Ci sono i content creator come me, che di base creano contenuti utili a catturare l’attenzione per necessità degli utenti, non altro.
C’è tanto di tutto il resto. Non è un luogo sano al cento per cento, ma quello si sa, e davanti a fake news, distorsioni, odio, abusi e pericoli diventa fondamentale usarli con selettività.
Sanno fare anche grandi cose, in fondo».
Ad esempio?
«Nel mio piccolo, mi piace l’idea di poter dare un minimo di contributo al cambiamento di una società dove i lavori domestici sono ancora troppo considerati cosa da donne.
In Italia è radicatissima, questa cultura. C’è un risvolto sociale, diciamo, anche in quello che faccio.
Spero anche in come lo faccio, con la serenità e i toni giusti per quello che dico.
I social possono creare infelicità e modelli sbagliati, anche nella notorietà vanno usati nel modo giusto».
Quanto pensa le abbia cambiato la vita, questa notorietà non prevista?
«Tanto, ma non nel modo in cui si può immaginare. Faccio un lavoro che non pensavo avrei mai fatto, ma ho le stesse abitudini, gli stessi amici, le stesse idee.
Sono spesso ospite di eventi e richiesto da più parti, ma non faccio parte dello star system. Appena posso torno a Genova a frequentare il solito giro».
Un antidoto alla fama da social network?
«So bene che tutto può finire dall’oggi al domani, basta poco. Ed è importante ricordarselo ogni giorno. Siamo legati a piattaforme di cui possiamo decidere ben poco».

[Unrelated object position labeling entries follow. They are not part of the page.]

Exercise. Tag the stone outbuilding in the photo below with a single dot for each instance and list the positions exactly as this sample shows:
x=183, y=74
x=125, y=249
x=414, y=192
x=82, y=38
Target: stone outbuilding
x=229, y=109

E come pensa possa progredire, la carriera: cosa fanno da grandi, i content creator?
«Proprio per questo vivo l’impresa di anno in anno e nel frattempo ho comprato e sto ristrutturando una masseria in Puglia, nelle campagne di Ostuni, per diversificare il business e tentare eventuali futuri alternativi.
Avevo bisogno anche di reale, oltre che di virtuale. Sarà una struttura ricettiva da sei camere e piscina, e una grande lavanderia tra gli ambienti più importanti tra tutti.
Non so ancora se chiamarla “La casa di Mattia”, ma so che avrà le lenzuola più pulite».